In the folding of bovine pancreatic trypsin inhibitor (BPTI), the single-disulfide intermediate [30-51] plays a key role. We have investigated a recombinant analog of [30-51] using 2-dimensional nuclear magnetic resonance (2D-NMR). This recombinant analog, named [30-51](Ala), contains a disulfide bond between Cys-30 and Cys-51, but contains alanine in place of the other cysteines in BPTI to prevent the formation of other intermediates. By 2D-NMR, [30-51](Ala) consists of 2 regions - one folded and one predominantly unfolded. The folded region resembles a previously characterized peptide model of [30-51], named P alpha P beta, that contains a native-like subdomain with tertiary packing. The unfolded region includes the first 14 N-terminal residues of [30-51] and is as unfolded as an isolated peptide containing these residues.

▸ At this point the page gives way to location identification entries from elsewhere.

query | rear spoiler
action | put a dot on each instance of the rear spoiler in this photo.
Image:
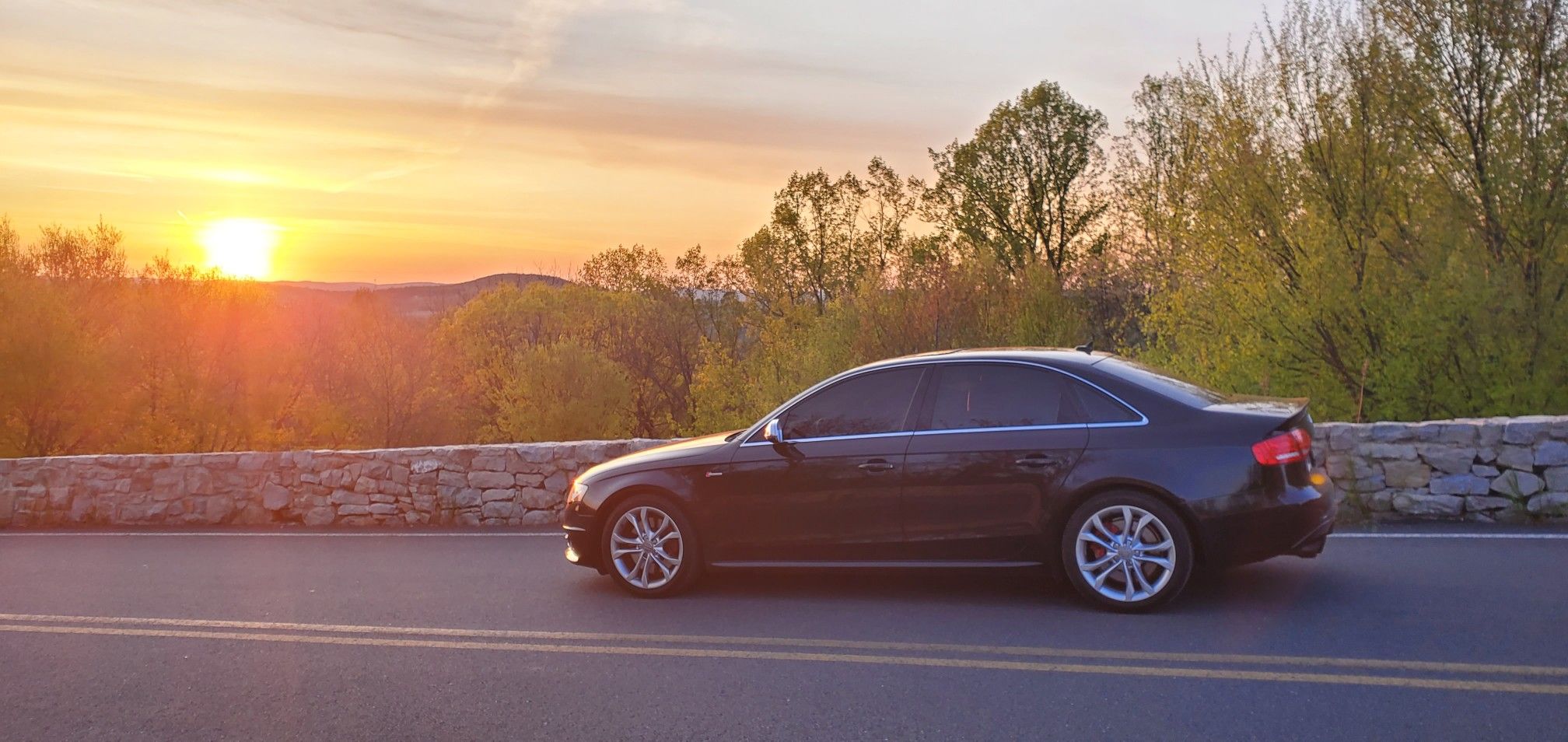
(1272, 413)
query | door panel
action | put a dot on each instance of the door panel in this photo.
(816, 499)
(995, 443)
(981, 495)
(831, 490)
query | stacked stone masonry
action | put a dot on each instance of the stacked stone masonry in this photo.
(1495, 470)
(453, 485)
(1498, 470)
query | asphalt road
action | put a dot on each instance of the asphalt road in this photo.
(498, 637)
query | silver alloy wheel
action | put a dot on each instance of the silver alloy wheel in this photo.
(646, 548)
(1125, 552)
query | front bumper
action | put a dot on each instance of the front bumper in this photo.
(582, 541)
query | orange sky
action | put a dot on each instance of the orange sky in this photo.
(419, 140)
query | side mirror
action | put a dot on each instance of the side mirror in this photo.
(773, 432)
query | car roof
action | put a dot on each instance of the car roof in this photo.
(1060, 358)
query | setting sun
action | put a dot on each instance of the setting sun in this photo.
(240, 248)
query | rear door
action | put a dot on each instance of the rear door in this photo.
(995, 441)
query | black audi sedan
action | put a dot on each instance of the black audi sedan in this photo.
(1120, 476)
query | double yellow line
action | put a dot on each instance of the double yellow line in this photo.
(1280, 669)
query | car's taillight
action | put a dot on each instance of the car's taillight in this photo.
(1285, 447)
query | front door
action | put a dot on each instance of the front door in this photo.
(995, 443)
(830, 492)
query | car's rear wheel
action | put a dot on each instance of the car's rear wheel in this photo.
(1126, 551)
(649, 546)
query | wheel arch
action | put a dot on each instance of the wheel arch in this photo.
(1057, 523)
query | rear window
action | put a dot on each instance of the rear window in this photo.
(1165, 383)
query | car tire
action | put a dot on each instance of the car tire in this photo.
(667, 562)
(1101, 562)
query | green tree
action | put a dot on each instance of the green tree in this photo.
(562, 391)
(1026, 186)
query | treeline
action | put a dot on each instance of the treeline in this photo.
(1366, 206)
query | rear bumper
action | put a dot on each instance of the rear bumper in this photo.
(1296, 523)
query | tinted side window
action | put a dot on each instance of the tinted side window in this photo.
(1100, 408)
(867, 404)
(993, 396)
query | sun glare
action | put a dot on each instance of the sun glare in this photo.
(242, 248)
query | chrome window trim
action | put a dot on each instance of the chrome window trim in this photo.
(847, 376)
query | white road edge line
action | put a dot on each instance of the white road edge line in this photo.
(557, 534)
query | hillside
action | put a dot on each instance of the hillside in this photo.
(416, 299)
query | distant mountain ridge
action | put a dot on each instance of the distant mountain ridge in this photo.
(413, 299)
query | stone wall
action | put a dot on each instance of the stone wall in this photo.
(453, 485)
(1500, 470)
(1496, 470)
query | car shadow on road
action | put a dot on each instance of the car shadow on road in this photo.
(1270, 586)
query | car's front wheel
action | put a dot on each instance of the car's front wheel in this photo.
(651, 546)
(1126, 551)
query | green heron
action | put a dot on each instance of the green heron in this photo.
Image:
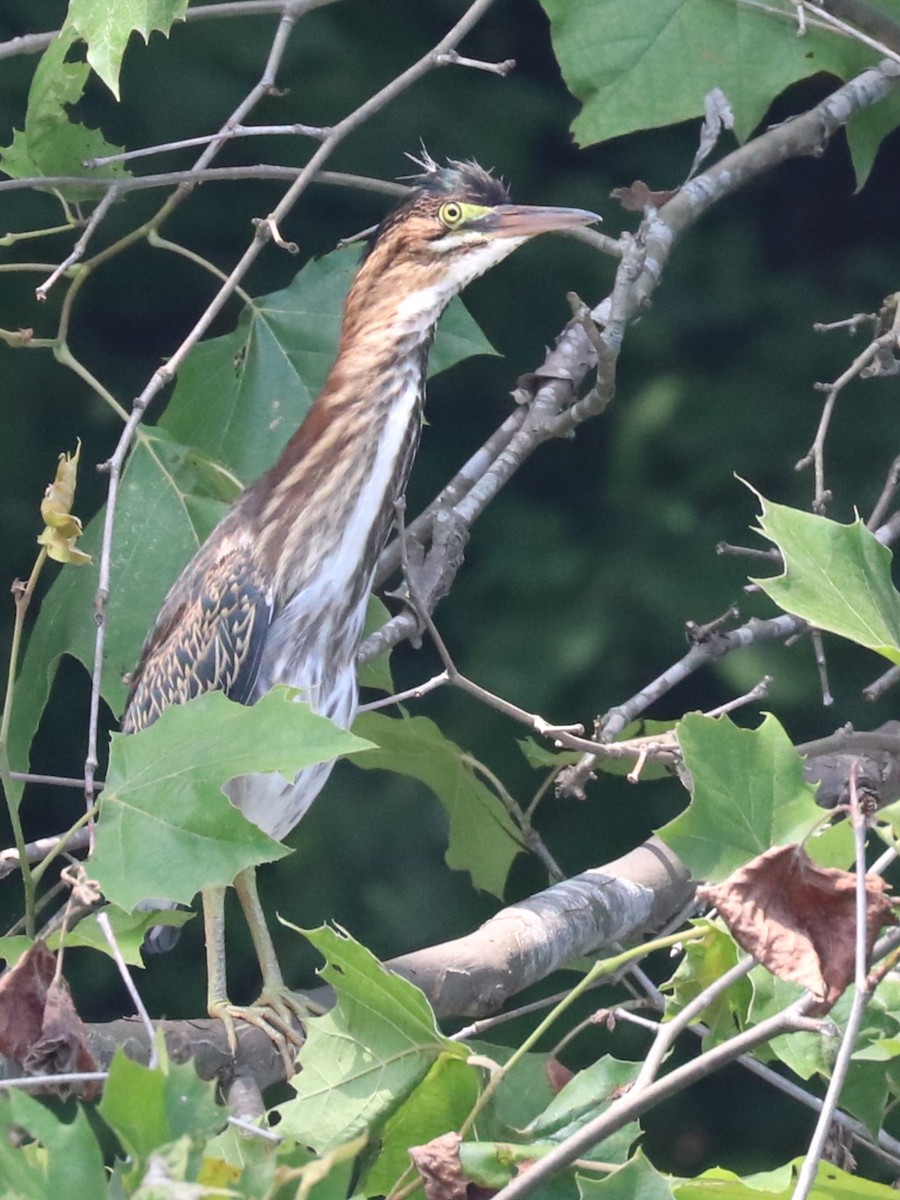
(277, 593)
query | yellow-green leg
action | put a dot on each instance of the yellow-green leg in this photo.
(276, 1008)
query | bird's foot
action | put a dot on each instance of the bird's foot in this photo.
(275, 1013)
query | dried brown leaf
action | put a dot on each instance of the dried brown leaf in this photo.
(438, 1163)
(63, 1044)
(23, 994)
(798, 919)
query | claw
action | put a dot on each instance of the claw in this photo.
(274, 1014)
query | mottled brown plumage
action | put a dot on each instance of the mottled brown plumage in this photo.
(279, 591)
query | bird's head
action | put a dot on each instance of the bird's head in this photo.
(455, 225)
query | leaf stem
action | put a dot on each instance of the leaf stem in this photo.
(12, 789)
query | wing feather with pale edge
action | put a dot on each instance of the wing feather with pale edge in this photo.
(209, 636)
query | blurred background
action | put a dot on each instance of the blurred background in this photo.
(580, 579)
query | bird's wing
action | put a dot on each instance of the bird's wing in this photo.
(209, 636)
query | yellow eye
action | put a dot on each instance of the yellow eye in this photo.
(450, 215)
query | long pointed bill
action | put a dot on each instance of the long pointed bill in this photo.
(526, 220)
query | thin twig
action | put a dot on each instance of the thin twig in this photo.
(126, 977)
(238, 131)
(813, 1157)
(77, 251)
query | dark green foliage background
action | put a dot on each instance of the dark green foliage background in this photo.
(581, 576)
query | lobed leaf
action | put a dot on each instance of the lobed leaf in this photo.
(748, 793)
(168, 502)
(67, 1162)
(239, 397)
(52, 143)
(637, 1177)
(652, 63)
(148, 1108)
(363, 1059)
(484, 839)
(837, 577)
(163, 807)
(107, 28)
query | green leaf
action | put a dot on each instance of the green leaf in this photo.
(493, 1164)
(53, 144)
(239, 397)
(127, 928)
(837, 577)
(168, 501)
(363, 1059)
(148, 1108)
(107, 28)
(636, 1179)
(71, 1163)
(163, 807)
(442, 1102)
(748, 795)
(484, 839)
(651, 63)
(702, 964)
(587, 1093)
(831, 1183)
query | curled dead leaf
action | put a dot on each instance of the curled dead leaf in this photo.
(639, 197)
(61, 527)
(23, 994)
(438, 1164)
(39, 1024)
(63, 1045)
(798, 919)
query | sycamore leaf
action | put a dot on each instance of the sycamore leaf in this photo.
(364, 1057)
(442, 1101)
(484, 839)
(69, 1161)
(52, 143)
(637, 1177)
(239, 397)
(837, 577)
(701, 964)
(748, 793)
(148, 1108)
(831, 1183)
(166, 827)
(652, 63)
(168, 502)
(107, 28)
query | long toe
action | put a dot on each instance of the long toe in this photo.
(275, 1021)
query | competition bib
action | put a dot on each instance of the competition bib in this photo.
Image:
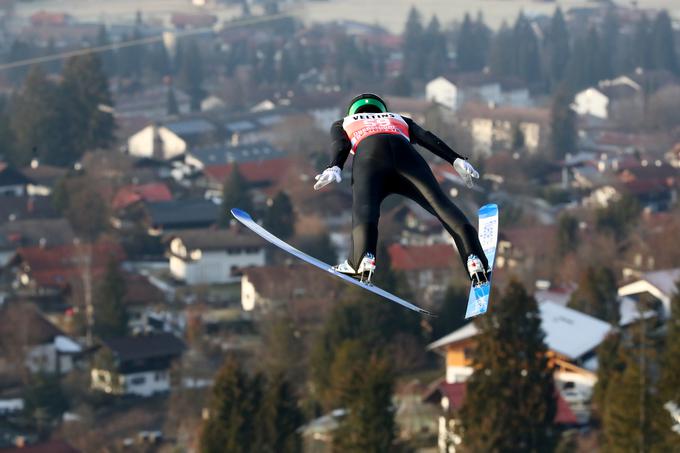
(362, 125)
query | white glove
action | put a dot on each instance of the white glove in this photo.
(328, 176)
(465, 170)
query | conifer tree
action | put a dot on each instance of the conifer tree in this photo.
(563, 126)
(368, 425)
(669, 382)
(171, 102)
(235, 194)
(110, 316)
(510, 403)
(35, 121)
(610, 365)
(279, 218)
(596, 294)
(663, 43)
(234, 404)
(501, 59)
(414, 54)
(190, 73)
(278, 418)
(86, 95)
(527, 64)
(642, 51)
(613, 62)
(558, 48)
(633, 416)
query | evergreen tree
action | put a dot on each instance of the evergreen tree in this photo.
(527, 64)
(596, 294)
(435, 43)
(558, 51)
(501, 60)
(234, 404)
(633, 416)
(108, 58)
(279, 418)
(235, 194)
(619, 217)
(190, 73)
(110, 315)
(563, 126)
(368, 426)
(610, 365)
(567, 234)
(86, 95)
(663, 43)
(452, 314)
(612, 61)
(467, 56)
(171, 102)
(669, 382)
(280, 217)
(510, 402)
(642, 51)
(414, 54)
(35, 121)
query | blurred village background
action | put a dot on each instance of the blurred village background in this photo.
(135, 315)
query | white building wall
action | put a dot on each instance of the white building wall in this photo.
(141, 144)
(146, 383)
(591, 102)
(442, 91)
(215, 266)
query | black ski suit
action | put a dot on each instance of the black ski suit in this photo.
(385, 162)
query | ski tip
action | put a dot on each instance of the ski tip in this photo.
(240, 214)
(428, 313)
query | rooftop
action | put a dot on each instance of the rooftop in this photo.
(143, 347)
(568, 332)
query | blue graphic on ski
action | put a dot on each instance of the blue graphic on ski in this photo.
(478, 302)
(248, 221)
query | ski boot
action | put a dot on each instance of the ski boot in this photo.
(365, 271)
(478, 274)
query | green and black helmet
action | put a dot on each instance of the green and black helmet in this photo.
(366, 103)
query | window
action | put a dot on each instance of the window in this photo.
(138, 380)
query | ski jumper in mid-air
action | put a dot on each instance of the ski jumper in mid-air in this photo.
(385, 162)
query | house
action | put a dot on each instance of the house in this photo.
(180, 214)
(451, 397)
(33, 232)
(304, 292)
(50, 446)
(427, 268)
(151, 192)
(44, 178)
(150, 104)
(27, 337)
(210, 256)
(12, 181)
(572, 338)
(454, 92)
(138, 365)
(41, 271)
(171, 139)
(658, 285)
(494, 127)
(202, 157)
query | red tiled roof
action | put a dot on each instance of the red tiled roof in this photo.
(52, 446)
(128, 195)
(455, 392)
(412, 257)
(255, 172)
(57, 266)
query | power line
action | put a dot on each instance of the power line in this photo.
(137, 42)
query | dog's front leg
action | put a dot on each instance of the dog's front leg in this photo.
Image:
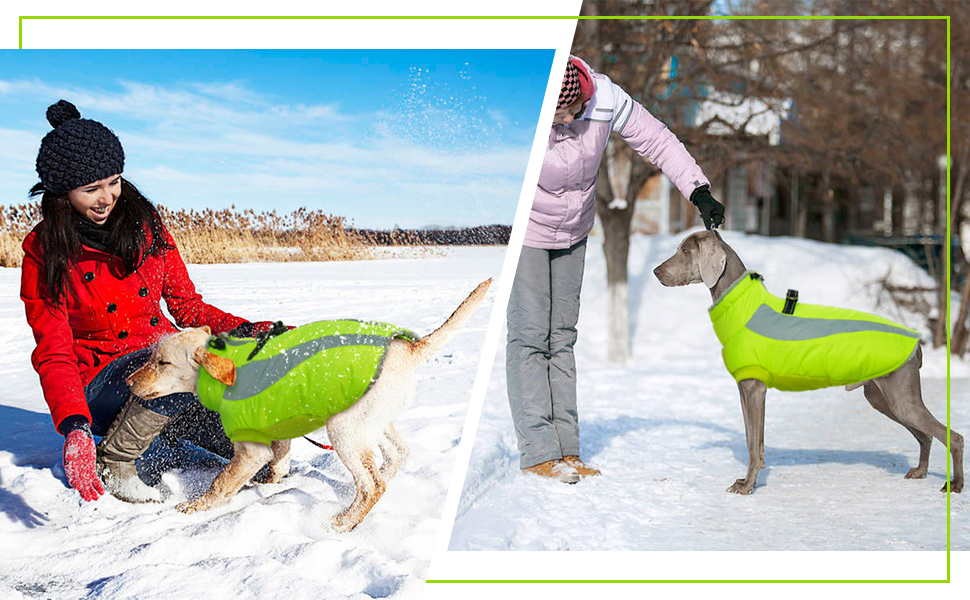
(753, 410)
(279, 466)
(248, 457)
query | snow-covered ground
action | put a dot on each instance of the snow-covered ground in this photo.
(667, 431)
(270, 541)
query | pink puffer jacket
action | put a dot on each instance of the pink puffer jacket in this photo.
(564, 204)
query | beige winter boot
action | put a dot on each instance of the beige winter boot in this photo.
(582, 468)
(554, 469)
(128, 437)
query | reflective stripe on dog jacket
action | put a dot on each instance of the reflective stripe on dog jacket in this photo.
(816, 347)
(299, 379)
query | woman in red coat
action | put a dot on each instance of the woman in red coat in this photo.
(94, 272)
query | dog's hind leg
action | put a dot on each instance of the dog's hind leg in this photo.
(279, 465)
(753, 409)
(901, 389)
(247, 458)
(395, 452)
(358, 457)
(878, 401)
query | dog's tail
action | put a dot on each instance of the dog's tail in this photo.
(427, 346)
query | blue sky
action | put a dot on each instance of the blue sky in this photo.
(397, 137)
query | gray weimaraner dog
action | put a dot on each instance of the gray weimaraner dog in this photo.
(705, 258)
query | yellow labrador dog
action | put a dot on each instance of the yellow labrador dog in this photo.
(354, 433)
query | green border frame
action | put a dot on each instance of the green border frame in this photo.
(652, 18)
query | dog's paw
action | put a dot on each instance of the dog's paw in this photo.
(196, 505)
(741, 486)
(955, 486)
(916, 473)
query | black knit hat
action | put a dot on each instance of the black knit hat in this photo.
(77, 152)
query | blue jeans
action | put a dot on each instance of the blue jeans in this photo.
(107, 393)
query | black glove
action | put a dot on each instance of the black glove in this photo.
(711, 210)
(249, 330)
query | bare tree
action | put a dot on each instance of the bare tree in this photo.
(635, 54)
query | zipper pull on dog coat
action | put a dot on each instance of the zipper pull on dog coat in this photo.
(791, 299)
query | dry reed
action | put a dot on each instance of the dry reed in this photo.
(230, 235)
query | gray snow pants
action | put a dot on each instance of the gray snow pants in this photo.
(540, 368)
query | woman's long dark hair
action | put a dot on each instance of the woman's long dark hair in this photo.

Using protein dissection, we demonstrate that the folded and unfolded regions of [30-51](Ala) are structurally independent. The partially folded structure of [30-51](Ala) explains many of the properties of authentic [30-51] in the folding pathway of BPTI. Moreover, direct structural characterization of [30-51](Ala) has revealed that a crucial step in the folding pathway of BPTI coincides with the formation of a native-like subdomain, supporting models for protein folding that emphasize the formation of cooperatively folded subdomains.